Fig. 6. Phosphorylation-dependent interaction between TTP and PABPC1 promotes CCR4–NOT-mediated shortening of PABPC1-coated poly(A) tails.

a, b Pull-down assays testing the interaction between the cytoplasmic poly(A)-binding protein (PABPC1) and either phosphorylated TTP (pTTP) expressed in HEK-293, Sf21, or E. coli cells, or phosphorylated human family members. Proteins were incubated with or without protein phosphatase (black circles) to assess the effect of dephosphorylation on the interaction. MBP was included as a negative control. c Domain architecture of PABPC1 and a summary of observed interactions between PABPC1 fragments and pTTP (d, e). RRM: RNA recognition motif; MLLE: mademoiselle protein–protein interaction domain. d Pull-down assays showing the interaction between pTTP and various fragments of PABPC1, as indicated (black circles). MBP was included as a negative control. e Characterization of the interaction between the RRMs of PABPC1 and pTTP, pZFP36L1, and pZFP36L2, via pull-down assays. f Assessment of PABPC’s ability to interact simultaneously with a poly(A) tail and pTTP. Complexes of PABPC1 with a poly(A) tail of 30 adenosine residues (PABPC1/A30) were preformed before pTTP addition, or complexes of PABPC1 with pTTP (PABPC1/pTTP) were formed before adding A30 oligo. To confirm the poly(A) specificity, incubations were carried out with a C30 oligo. MBP was included as a negative control. g Deadenylation assay testing the effect of PABPC1 on targeted deadenylation by pTTP. A PABPC1:RNA complex was preformed first by addition of PABPC (150 nM) in threefold excess over substrate RNA (50 nM) to saturate the poly(A) tail. pTTP protein (100 nM) was added in twofold excess over CCR4–NOT (50 nM) and substrate RNA (50 nM). Controls included reactions lacking pTTP or PABPC1(-RBP), and reactions with only RNA and PABPC1 (C2) or pTTP (C3) or PABPC1 and pTTP (C4).

Fig. 7. A proposed model of TTP-mediated rapid deadenylation via multivalent interactions with CCR4–NOT and PABPC1.

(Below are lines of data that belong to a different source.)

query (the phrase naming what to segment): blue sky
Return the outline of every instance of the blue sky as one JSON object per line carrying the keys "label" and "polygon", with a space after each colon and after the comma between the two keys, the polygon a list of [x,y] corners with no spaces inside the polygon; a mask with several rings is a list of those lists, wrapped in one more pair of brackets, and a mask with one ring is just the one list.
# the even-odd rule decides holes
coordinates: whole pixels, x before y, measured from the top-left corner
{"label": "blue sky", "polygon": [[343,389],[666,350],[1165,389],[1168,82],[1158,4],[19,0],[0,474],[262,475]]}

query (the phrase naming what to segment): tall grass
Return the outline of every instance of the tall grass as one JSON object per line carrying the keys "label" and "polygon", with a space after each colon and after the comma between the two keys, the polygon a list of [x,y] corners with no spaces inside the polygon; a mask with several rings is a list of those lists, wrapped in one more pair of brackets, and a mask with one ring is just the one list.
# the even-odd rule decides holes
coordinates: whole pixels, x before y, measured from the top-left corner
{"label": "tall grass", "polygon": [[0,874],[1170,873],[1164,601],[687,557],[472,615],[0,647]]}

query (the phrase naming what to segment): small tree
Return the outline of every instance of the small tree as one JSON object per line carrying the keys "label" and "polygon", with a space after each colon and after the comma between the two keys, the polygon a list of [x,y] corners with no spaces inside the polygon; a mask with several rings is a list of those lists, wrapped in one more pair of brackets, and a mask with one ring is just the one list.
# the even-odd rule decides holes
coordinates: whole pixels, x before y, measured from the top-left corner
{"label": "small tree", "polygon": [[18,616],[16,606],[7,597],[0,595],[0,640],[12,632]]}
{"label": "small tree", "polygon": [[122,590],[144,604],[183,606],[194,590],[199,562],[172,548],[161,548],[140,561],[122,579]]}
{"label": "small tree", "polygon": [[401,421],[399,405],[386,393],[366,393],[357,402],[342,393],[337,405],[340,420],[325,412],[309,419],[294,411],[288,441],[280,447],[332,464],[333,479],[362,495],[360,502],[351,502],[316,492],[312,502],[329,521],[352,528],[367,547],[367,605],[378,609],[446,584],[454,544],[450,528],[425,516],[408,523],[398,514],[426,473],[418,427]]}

Schematic model illustrating how TTP exploits multivalent interactions with two key regulatory effectors of mRNA fate — CCR4–NOT and PABPC1. Short segments within TTP’s intrinsically disordered C-terminal region (red rectangles) serve as docking sites that scaffold these effectors and direct rapid, transcript-specific deadenylation. Phosphorylation of TTP (red “lollipop” symbols) promotes high-affinity binding to PABPC1, displacing PABPC1 from the poly(A) tail and thereby clearing access for CCR4–NOT to engage the tail and catalyze efficient deadenylation. Prepared in Affinity Designer 2.